As language models continue to evolve, we are seeing an increasing number of tools that are capable of generating and comprehending human language. Personally, I have been impressed by the quality of the large language models now available to the public. Google has been at the forefront of deep learning research for many years and under external pressure finally opened up their Bard LLM to the early testing. Here is a quick comparison between ChatGPT-4 and Bard for the kind of queries I usually use with these tools, e.g. either generation of content or comprehension/summarization.

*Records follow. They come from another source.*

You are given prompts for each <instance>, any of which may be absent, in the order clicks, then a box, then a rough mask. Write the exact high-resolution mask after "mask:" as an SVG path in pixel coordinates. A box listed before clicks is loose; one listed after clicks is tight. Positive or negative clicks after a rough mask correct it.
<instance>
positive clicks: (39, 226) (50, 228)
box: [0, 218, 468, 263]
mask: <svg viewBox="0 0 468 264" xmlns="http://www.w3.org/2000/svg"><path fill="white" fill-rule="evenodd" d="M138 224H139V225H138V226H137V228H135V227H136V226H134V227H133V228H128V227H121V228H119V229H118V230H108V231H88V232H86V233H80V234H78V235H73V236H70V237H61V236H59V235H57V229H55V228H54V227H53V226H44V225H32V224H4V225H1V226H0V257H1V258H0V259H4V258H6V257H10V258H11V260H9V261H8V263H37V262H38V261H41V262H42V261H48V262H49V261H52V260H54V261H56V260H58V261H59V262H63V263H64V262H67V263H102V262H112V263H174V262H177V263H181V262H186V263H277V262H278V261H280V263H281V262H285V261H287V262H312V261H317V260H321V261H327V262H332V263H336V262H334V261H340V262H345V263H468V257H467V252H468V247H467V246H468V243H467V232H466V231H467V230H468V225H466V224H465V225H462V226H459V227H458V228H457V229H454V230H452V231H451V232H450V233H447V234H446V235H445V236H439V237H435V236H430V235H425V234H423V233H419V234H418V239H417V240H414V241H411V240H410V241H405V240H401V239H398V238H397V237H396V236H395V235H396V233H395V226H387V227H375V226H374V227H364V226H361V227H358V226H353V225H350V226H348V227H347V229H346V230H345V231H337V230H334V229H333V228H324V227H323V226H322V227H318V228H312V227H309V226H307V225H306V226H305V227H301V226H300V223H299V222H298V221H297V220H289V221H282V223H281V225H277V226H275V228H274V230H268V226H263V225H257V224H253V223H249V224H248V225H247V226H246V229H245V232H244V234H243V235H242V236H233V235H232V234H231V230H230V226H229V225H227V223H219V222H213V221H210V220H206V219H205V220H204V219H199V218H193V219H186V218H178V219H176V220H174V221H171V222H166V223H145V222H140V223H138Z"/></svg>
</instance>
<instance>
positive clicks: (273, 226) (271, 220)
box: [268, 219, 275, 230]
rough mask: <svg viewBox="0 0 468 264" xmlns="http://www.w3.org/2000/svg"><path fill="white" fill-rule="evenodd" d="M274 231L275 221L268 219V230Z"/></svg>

Comprehension and Summarization
I am looking to buy a new audio interface for my computer. It needs to drive studio monitors, support two phantom powered microphones and allow for my electric guitar to be plugged in. What is a good option for an audio interface that supports this?― Niels
The answer from Bard is generic and does not fully meet my requirements, i.e. the desire to connect two microphones while also being able to plug in my guitar at the same time. Admittedly, the requirements I provided were a little bit ambiguous. On the other hand, ChatGPT-4 provided me exactly what I was looking for including a detailed list of the specifications. Curiously, none of them offered the option of my favorite audio interface, the RME Babyface.
In my article on AI ethics, I used a prompt about sex positions to demonstrate the limitations imposed on these models by their companies. I was surprised that this is no longer a limitation for ChatGPT-4 but Bard fails to discuss anything related to sex. Instead, let’s use a different query:
What is the scientific evidence for the efficacy of acupuncture?― Niels
When I tried the same query yesterday, Bard provided an answer. Now, it does not answer at all. ChatGPT-4 provided a comprehensive answer but the response was truncated again. This did not happen before and I suspect that OpenAI may be trying to reduce the load on their systems.
Let’s look at some generative content also in the context of my music. I had asked LegalZoom to help with the trademark application for my artist name Activ8te. After the USPTO replied, I paid LegalZoom to help with a declaration of quality the USPTO required. For reasons I don’t understand, LegalZoom did not follow up with me on this in a timely manner and I decided to ask an LLM for help.
I produce EDM music under the artist name Activ8te. Last year, I applied to the USPTO to trademark my artist name for both downloadable music and streaming music. The USPTO needs a declaration of quality that declares I control the quality of the music for the downloadable music. Please, write a formal letter I can send to the USPTO that serves as a declaration of quality.― Niels
Both the models fail here. Bard produces a letter but it seems too informal and would in my opinion not be sufficient for sending to the USPTO. ChatGPT-4 starts off very strong but ended up truncating its response. However, up to the truncation the content was in line of what I was looking for. In fact, the declaration I sent to the USPTO was generated by ChatGPT-4 alas with a slightly different prompt.
To sum up, the potential of LLMs is undeniable and they can be incredibly useful across a range of applications, including writing and gaining insights into complex topics. ChatGPT-4 is currently the most impressive model and provides high quality answers for almost all prompts. Bard falls noticeably short of that. On the other hand, Google’s integration of LLMs into their productivity business offerings is likely going to be a big time saver and seems to be an appropriate place to leverage the generative power of LLMs. The integration with search seems hyped and likely misplaced. Meanwhile, Bing AI falls noticeably short of both Bard and ChatGPT-4 in quality for the types of queries explored in this comparison.
It is also important to remember that these models are very large and expensive to run. ChatGPT-4 is available at the moment only for a $20/month subscription whereas Google and Microsoft are launching their models to a very large audience. It seems likely that this is a major cause for the difference in quality between these models.